String concatenation: mixing encodings

Clothears · 3 June 2020 14:29

Suppose I have:

Var a, b, c As String

Now I initialise c to some string. Therefore it’s UTF-8. Then b gets the data from some socket, so it has Nil TextEncoding, thus:

b = mySock.ReadAll ()
c = "qwerty"

Next I’m gonna do:

a = b + c

Question: what TextEncoding does a have now?

Worse than that. I’m building a up in several steps involving such concatenations, and only at the end will I apply an encoding to the final result. Essentially, I need the concatenation to take one bag-o-bytes and join it to another without any backchat or argument. Is that what will happen?

npalardy · 3 June 2020 14:51

It should be nil

You can use DefineEncoding at the very end BUT, if there are byte sequences that are not that encoding you can end up with a nil encoding and not know why

Is there a reason why you wouldn’t define the encodings as you go ?

Clothears · 3 June 2020 15:47

I had a mail with these lines in the header:

Sender: =?utf-8?Q?=E9=98=B2=E7=96=AB=E7=89=A9=E8=B5=84=E6=8A?=
  =?utf-8?Q?=A5=E5=85=B3?=
  <joe@example.com>

The first and second lines contain encode-words - the items starting with =? and ending with ?= . Now, I have to decode these, so I had a method to do that.
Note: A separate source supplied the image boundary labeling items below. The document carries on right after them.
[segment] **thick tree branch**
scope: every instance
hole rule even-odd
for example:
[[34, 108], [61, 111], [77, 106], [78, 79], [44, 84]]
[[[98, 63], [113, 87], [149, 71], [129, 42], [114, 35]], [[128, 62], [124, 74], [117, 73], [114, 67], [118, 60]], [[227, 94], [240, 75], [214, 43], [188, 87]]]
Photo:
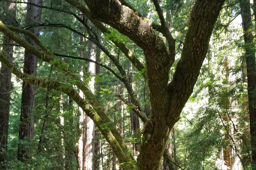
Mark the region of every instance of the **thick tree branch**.
[[[3, 2], [6, 2], [6, 1], [3, 1], [3, 0], [0, 0], [0, 2], [3, 1]], [[111, 32], [108, 31], [107, 28], [104, 26], [103, 24], [102, 24], [101, 22], [99, 22], [98, 20], [93, 20], [93, 19], [91, 18], [91, 15], [90, 13], [90, 11], [83, 5], [82, 5], [79, 2], [77, 1], [74, 1], [74, 0], [70, 0], [70, 1], [66, 1], [68, 3], [70, 4], [71, 5], [73, 5], [74, 6], [76, 7], [78, 10], [81, 10], [83, 13], [87, 18], [89, 19], [97, 27], [97, 28], [102, 32], [107, 32], [107, 33], [110, 33]], [[63, 12], [66, 13], [67, 14], [70, 14], [75, 16], [76, 19], [79, 21], [80, 22], [81, 22], [83, 24], [84, 24], [84, 20], [81, 19], [79, 16], [76, 15], [75, 13], [74, 12], [72, 12], [71, 11], [69, 11], [67, 10], [64, 10], [64, 9], [58, 9], [55, 8], [54, 7], [49, 7], [49, 6], [42, 6], [42, 5], [36, 5], [34, 4], [31, 4], [31, 3], [29, 3], [27, 2], [18, 2], [18, 1], [13, 1], [11, 2], [13, 3], [24, 3], [24, 4], [29, 4], [30, 5], [34, 5], [38, 7], [41, 8], [46, 8], [46, 9], [49, 9], [49, 10], [54, 10], [56, 11], [58, 11], [60, 12]], [[110, 38], [110, 40], [113, 42], [113, 43], [117, 47], [118, 47], [120, 50], [124, 53], [124, 54], [125, 55], [125, 56], [132, 62], [132, 63], [135, 66], [135, 67], [138, 70], [142, 70], [145, 69], [144, 66], [143, 64], [140, 62], [140, 61], [134, 56], [134, 55], [132, 53], [131, 50], [129, 49], [122, 42], [118, 42], [117, 41], [114, 40], [113, 38]], [[145, 73], [143, 74], [144, 77], [146, 78], [146, 72]]]
[[175, 40], [167, 27], [166, 22], [164, 19], [164, 14], [162, 11], [160, 5], [158, 3], [158, 1], [153, 0], [153, 1], [161, 22], [162, 32], [163, 35], [166, 38], [166, 40], [168, 41], [170, 57], [171, 58], [170, 64], [171, 66], [175, 60]]
[[[111, 146], [113, 150], [115, 152], [115, 154], [118, 158], [118, 160], [121, 162], [125, 164], [124, 166], [127, 165], [125, 165], [125, 164], [130, 162], [131, 160], [131, 159], [132, 160], [132, 157], [131, 157], [130, 154], [123, 154], [124, 152], [125, 151], [125, 150], [122, 149], [121, 146], [119, 145], [119, 143], [118, 143], [116, 140], [115, 137], [114, 137], [114, 134], [112, 133], [112, 131], [115, 132], [115, 130], [116, 131], [115, 132], [115, 134], [116, 135], [117, 133], [119, 133], [116, 129], [113, 128], [113, 127], [106, 128], [106, 125], [105, 125], [105, 124], [106, 123], [109, 123], [111, 121], [107, 116], [107, 115], [106, 115], [104, 113], [102, 113], [103, 110], [102, 108], [100, 108], [101, 107], [99, 106], [99, 104], [98, 103], [98, 104], [95, 105], [96, 102], [98, 103], [98, 101], [95, 101], [95, 100], [96, 100], [95, 99], [95, 97], [90, 89], [87, 88], [84, 89], [81, 89], [82, 91], [86, 90], [86, 91], [83, 92], [84, 92], [85, 96], [90, 99], [90, 101], [89, 103], [87, 100], [84, 100], [82, 98], [81, 98], [79, 95], [78, 92], [77, 90], [75, 90], [71, 85], [67, 87], [67, 84], [66, 83], [54, 81], [49, 79], [47, 78], [38, 78], [34, 77], [32, 75], [28, 75], [27, 74], [22, 73], [17, 68], [14, 64], [8, 61], [7, 58], [4, 56], [2, 53], [0, 54], [0, 62], [6, 68], [7, 68], [7, 69], [10, 70], [12, 73], [28, 83], [38, 86], [39, 87], [55, 89], [66, 94], [75, 101], [76, 101], [78, 106], [81, 107], [85, 112], [86, 115], [87, 115], [93, 121], [98, 128], [100, 130], [102, 134], [104, 135], [105, 138]], [[79, 82], [78, 83], [81, 84], [82, 82]], [[78, 85], [78, 87], [79, 86], [81, 86], [81, 85]], [[92, 109], [91, 107], [90, 106], [91, 105], [93, 107], [97, 107], [97, 108], [95, 109]], [[99, 114], [98, 113], [100, 114]], [[101, 115], [100, 116], [100, 115]], [[106, 119], [106, 117], [107, 118], [107, 120], [105, 120], [105, 121], [104, 121], [103, 120]], [[110, 129], [111, 130], [110, 130]], [[122, 138], [122, 137], [121, 138]], [[120, 139], [119, 139], [119, 140], [120, 140]], [[123, 141], [123, 144], [125, 144]], [[126, 147], [124, 148], [127, 149]], [[129, 156], [128, 159], [126, 157], [127, 156]], [[131, 169], [129, 167], [130, 166], [127, 166], [127, 168], [125, 168], [127, 169]]]
[[[92, 18], [92, 16], [91, 16], [91, 14], [89, 10], [82, 5], [79, 2], [75, 0], [66, 0], [66, 1], [79, 10], [83, 14], [86, 16], [86, 18], [88, 18], [102, 32], [110, 33], [110, 32], [108, 31], [107, 28], [101, 22]], [[84, 23], [82, 23], [84, 24]], [[110, 39], [117, 47], [119, 48], [119, 49], [120, 49], [125, 56], [132, 62], [138, 70], [140, 71], [145, 69], [145, 66], [143, 64], [134, 56], [131, 50], [129, 49], [123, 43], [118, 42], [113, 38], [110, 38]], [[143, 76], [146, 78], [146, 73], [143, 74]]]
[[[30, 53], [35, 55], [35, 56], [37, 56], [40, 59], [50, 62], [51, 61], [53, 61], [54, 58], [57, 58], [55, 56], [52, 54], [48, 49], [47, 49], [39, 40], [37, 37], [35, 36], [33, 33], [31, 33], [29, 31], [27, 30], [25, 30], [17, 27], [14, 27], [12, 26], [7, 26], [8, 28], [10, 28], [14, 31], [17, 31], [19, 32], [23, 33], [27, 36], [30, 36], [37, 44], [37, 45], [40, 48], [43, 49], [43, 51], [39, 50], [38, 49], [35, 48], [35, 47], [31, 45], [29, 43], [27, 42], [26, 41], [24, 40], [22, 38], [16, 35], [14, 32], [13, 32], [11, 30], [8, 29], [4, 24], [3, 24], [0, 21], [0, 31], [3, 31], [4, 33], [6, 33], [9, 37], [14, 40], [17, 41], [18, 44], [19, 44], [21, 46], [23, 47], [24, 48], [28, 49], [28, 50], [30, 50]], [[14, 38], [14, 39], [13, 39]], [[115, 73], [114, 71], [111, 72], [114, 74], [115, 75], [117, 76], [117, 78], [118, 78], [124, 84], [127, 91], [129, 91], [129, 94], [130, 94], [131, 97], [132, 98], [133, 100], [134, 101], [135, 104], [138, 107], [138, 108], [140, 112], [141, 112], [142, 109], [141, 107], [140, 103], [137, 97], [135, 96], [135, 93], [132, 89], [132, 88], [131, 86], [130, 82], [129, 82], [129, 79], [127, 78], [127, 76], [125, 72], [123, 70], [123, 67], [121, 66], [118, 60], [110, 53], [108, 50], [107, 50], [106, 48], [105, 48], [101, 44], [99, 43], [99, 41], [97, 41], [96, 42], [94, 42], [95, 44], [113, 61], [113, 62], [115, 64], [116, 66], [117, 67], [117, 69], [121, 73], [121, 74], [124, 78], [121, 78], [116, 73]], [[61, 60], [59, 60], [59, 63], [56, 63], [55, 65], [58, 66], [58, 65], [60, 64], [63, 64], [63, 62]], [[71, 71], [69, 70], [68, 67], [65, 68], [65, 71], [69, 72], [71, 73]], [[146, 115], [145, 113], [142, 112], [141, 115], [142, 117], [145, 117]]]
[[[225, 1], [198, 0], [191, 12], [181, 57], [173, 80], [168, 86], [171, 108], [167, 120], [170, 127], [179, 120], [192, 93], [207, 53], [214, 23]], [[176, 104], [177, 101], [179, 105]]]
[[92, 60], [90, 59], [87, 59], [87, 58], [82, 58], [82, 57], [75, 57], [75, 56], [72, 56], [70, 55], [63, 55], [63, 54], [58, 54], [58, 53], [53, 53], [54, 55], [55, 56], [61, 56], [61, 57], [64, 57], [66, 58], [74, 58], [74, 59], [77, 59], [77, 60], [84, 60], [88, 62], [90, 62], [93, 63], [95, 63], [98, 65], [100, 65], [102, 66], [102, 67], [104, 67], [107, 70], [108, 70], [110, 71], [114, 75], [115, 75], [115, 76], [116, 76], [119, 80], [120, 80], [121, 81], [123, 81], [123, 78], [122, 78], [120, 76], [119, 76], [113, 70], [111, 69], [109, 67], [108, 67], [107, 66], [103, 65], [102, 64], [99, 63], [95, 61], [93, 61]]
[[[145, 18], [145, 16], [143, 16], [142, 14], [141, 14], [140, 12], [139, 12], [139, 11], [138, 11], [138, 10], [137, 10], [133, 6], [132, 6], [132, 5], [129, 4], [128, 3], [127, 3], [125, 1], [120, 0], [120, 2], [121, 2], [121, 3], [123, 5], [126, 6], [127, 7], [128, 7], [129, 8], [135, 12], [137, 12], [138, 13], [138, 15], [139, 16], [140, 16], [140, 18]], [[154, 30], [156, 30], [156, 31], [159, 31], [159, 32], [161, 32], [162, 33], [163, 33], [163, 31], [162, 31], [161, 26], [160, 26], [159, 24], [156, 24], [156, 23], [153, 22], [153, 23], [152, 23], [152, 26], [152, 26], [152, 28]]]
The Q indicates that the meat is encoded as quoted-printable, so that =E9 is one byte with value &hE9, etc. So, we have a stream of bytes in UTF8-8. These are all 3 bytes long and are in fact Chinese characters.

The problem here is that one byte that should be in the first encoded-word, on the first line, has been moved to the second one (=A5), probably to keep within a certain line-length. This is invalid, since the first encoded word now has an incomplete UTF-8 byte-cluster. Each encoded-word has its own encoding definition, with both being UTF-8 in this example.

My original method was treating each encoded word entirely separately, and thus thinking that it had a number of invalid characters in the overall string. My new method handles this, but has to assume that the encoding of the first encoded-word applies to them all.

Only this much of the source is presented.